In this case, in the second half cycle, the output voltage decreases by α−α ₂ . In order to recover this early, the firing angle α ₂ of the above calculation result is set to
Reflected in the half cycle of.

That is, in step 7, the count value corresponding to the firing angle α ₂ is preset to the gate output section GSO2.

Now, moving to the third half cycle, in this half cycle also, the calculation of the firing angle α ₃ is performed during the period T _{1 to} T ₂ , but in any case, the result is available for the period T ₄
There is nothing. However, the gate output unit GSO2 outputs the ignition timing signal to the gate circuit 62 at the time of the angle α ₂ after the start of the third half cycle since the ignition angle α ₂ has been preset. Therefore, the thyristor 52 has a firing angle α
Fired at ₂ .

In this way, the delay of the response can be improved even in the special state, and the quick response can always be obtained in the other states.

〔The invention's effect〕

According to the present invention, it is possible to provide a control device for a power converter in which a dead time of a control system is shortened and a control response characteristic is improved.

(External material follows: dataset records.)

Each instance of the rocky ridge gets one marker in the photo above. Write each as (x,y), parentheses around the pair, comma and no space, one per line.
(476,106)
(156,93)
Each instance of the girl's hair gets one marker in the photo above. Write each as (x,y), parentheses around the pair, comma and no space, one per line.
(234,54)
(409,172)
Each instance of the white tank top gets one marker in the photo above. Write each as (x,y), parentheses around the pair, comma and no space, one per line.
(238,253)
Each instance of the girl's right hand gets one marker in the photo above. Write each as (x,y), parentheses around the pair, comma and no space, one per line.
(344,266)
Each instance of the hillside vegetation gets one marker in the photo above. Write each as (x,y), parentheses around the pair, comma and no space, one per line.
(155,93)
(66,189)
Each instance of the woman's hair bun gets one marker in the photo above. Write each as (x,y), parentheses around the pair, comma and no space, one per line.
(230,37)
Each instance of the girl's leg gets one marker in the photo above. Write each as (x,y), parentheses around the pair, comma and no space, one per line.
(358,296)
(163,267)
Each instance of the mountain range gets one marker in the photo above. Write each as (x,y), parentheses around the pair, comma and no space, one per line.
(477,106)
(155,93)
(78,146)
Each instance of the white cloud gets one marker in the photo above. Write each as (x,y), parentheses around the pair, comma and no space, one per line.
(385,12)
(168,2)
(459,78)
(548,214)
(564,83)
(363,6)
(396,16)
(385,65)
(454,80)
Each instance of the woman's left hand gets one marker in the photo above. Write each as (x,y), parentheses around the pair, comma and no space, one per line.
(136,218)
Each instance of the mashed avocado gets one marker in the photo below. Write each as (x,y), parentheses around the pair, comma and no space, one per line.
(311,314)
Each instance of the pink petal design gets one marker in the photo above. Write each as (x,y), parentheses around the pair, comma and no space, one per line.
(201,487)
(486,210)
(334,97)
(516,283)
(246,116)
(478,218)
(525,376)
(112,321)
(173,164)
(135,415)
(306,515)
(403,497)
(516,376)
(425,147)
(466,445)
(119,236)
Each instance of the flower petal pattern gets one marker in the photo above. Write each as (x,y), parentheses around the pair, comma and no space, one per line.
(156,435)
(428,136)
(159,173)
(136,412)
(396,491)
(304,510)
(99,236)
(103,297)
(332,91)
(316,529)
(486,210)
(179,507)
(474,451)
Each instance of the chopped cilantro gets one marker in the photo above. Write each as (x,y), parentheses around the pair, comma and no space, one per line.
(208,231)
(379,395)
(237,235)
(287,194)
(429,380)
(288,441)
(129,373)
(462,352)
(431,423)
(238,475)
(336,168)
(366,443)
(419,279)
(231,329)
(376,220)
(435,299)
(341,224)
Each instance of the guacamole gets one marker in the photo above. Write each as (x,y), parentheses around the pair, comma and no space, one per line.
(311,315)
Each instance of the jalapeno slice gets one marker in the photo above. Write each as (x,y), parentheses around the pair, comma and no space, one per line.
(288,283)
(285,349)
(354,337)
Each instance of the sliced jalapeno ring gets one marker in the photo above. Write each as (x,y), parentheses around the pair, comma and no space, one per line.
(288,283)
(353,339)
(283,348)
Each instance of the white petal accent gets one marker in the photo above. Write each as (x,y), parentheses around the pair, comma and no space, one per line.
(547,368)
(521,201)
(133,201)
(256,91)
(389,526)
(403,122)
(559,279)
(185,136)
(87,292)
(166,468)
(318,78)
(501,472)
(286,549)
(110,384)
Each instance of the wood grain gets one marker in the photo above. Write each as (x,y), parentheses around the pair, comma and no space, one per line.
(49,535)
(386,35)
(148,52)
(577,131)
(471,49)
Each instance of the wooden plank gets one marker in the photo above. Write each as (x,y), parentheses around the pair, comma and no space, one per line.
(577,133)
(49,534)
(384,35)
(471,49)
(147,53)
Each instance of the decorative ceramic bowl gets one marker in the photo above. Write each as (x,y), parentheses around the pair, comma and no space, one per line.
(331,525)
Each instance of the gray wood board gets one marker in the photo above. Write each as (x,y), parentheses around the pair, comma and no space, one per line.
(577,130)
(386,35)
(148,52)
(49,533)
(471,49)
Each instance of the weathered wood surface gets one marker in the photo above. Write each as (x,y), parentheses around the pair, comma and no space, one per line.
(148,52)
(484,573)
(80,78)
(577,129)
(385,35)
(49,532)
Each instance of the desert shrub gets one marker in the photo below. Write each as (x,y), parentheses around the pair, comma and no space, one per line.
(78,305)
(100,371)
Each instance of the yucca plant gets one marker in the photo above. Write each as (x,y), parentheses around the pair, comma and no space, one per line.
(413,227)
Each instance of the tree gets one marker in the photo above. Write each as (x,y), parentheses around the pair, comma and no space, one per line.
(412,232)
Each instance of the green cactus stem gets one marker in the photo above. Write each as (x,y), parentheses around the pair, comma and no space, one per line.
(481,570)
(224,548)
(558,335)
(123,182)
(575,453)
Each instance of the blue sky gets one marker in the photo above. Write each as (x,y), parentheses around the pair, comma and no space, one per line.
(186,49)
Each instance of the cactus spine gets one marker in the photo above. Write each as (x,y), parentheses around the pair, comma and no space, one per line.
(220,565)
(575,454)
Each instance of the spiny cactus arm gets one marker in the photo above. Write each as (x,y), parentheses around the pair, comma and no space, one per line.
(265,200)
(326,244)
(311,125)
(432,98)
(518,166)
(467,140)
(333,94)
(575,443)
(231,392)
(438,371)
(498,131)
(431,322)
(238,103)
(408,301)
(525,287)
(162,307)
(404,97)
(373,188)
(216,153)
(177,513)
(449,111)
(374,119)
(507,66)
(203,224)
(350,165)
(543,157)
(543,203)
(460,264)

[Brief description of drawings]

FIG. 1 is a control block diagram of a control device for an electric power converter according to an embodiment of the present invention, FIG. 2 is a flow chart showing an example of a program of the microcomputer, and FIGS. 3 and 4 show the present invention. FIG. 5 is a waveform chart for explaining the operation, FIG. 5 is a flow chart of a program showing another embodiment of the present invention, and FIG. 6 is a waveform chart for explaining the operation. 1 ... Target value setter, 2 ... DC load (DC motor),
3 ... Calculation unit (microcomputer), 4 ... Current detector, 5 ... Power converter, 61, 62 ... Gate circuit, 7 ...
…AC source.

Claims (5)

[Claims] 1. A power converter including a plurality of thyristors connected between a single-phase AC circuit and a DC circuit, a gate circuit for supplying a gate signal to the thyristors of the power converter, and the gate for the gate circuit. And a digital phase shifter for providing a timing signal to generate a signal, the digital phase shifter being synchronized with each half cycle of the voltage of the AC circuit, at a desired time, to capture and target a feedback amount. Means for executing once the digital calculation of the firing angle including the calculation of the deviation amount between the value and the feedback amount, and the calculated firing angle data as the timing signal generation data in the half cycle. A control device for a power converter having a means for setting times. 2. The power converter according to claim 1, wherein the digital phase shifter comprises means for setting the calculated ignition angle data as the timing signal generating data in the half cycle and the next half cycle. Control device. 3. A mixed bridge type power converter connected between a single-phase AC power source and a DC load, one arm of which is a series body of thyristors and the other arm of which is a series body of diodes, and a power converter of this power converter. In a device provided with a gate circuit for supplying a gate signal to a thyristor and a digital phase shifter for giving a timing signal for generating the gate signal to the gate circuit, the digital phase shifter is provided with the AC power supply voltage. A means for executing once a digital calculation of the firing angle including the calculation of the deviation amount between the target value and the feedback amount within the initial scheduled period in synchronization with each half cycle, and the calculation. The generated firing angle data is used as the timing signal generating data in the half cycle concerned.
A control device for a power converter having a means for setting times. 4. The electric power according to claim 3, wherein the initial scheduled period of each half cycle of the AC power supply voltage is set within the period of the commutation flow rate required for the power commutation of the mixed bridge type power converter. Converter control unit. 5. The control device for a power converter according to claim 3, wherein the digital phase shifter includes a microcomputer.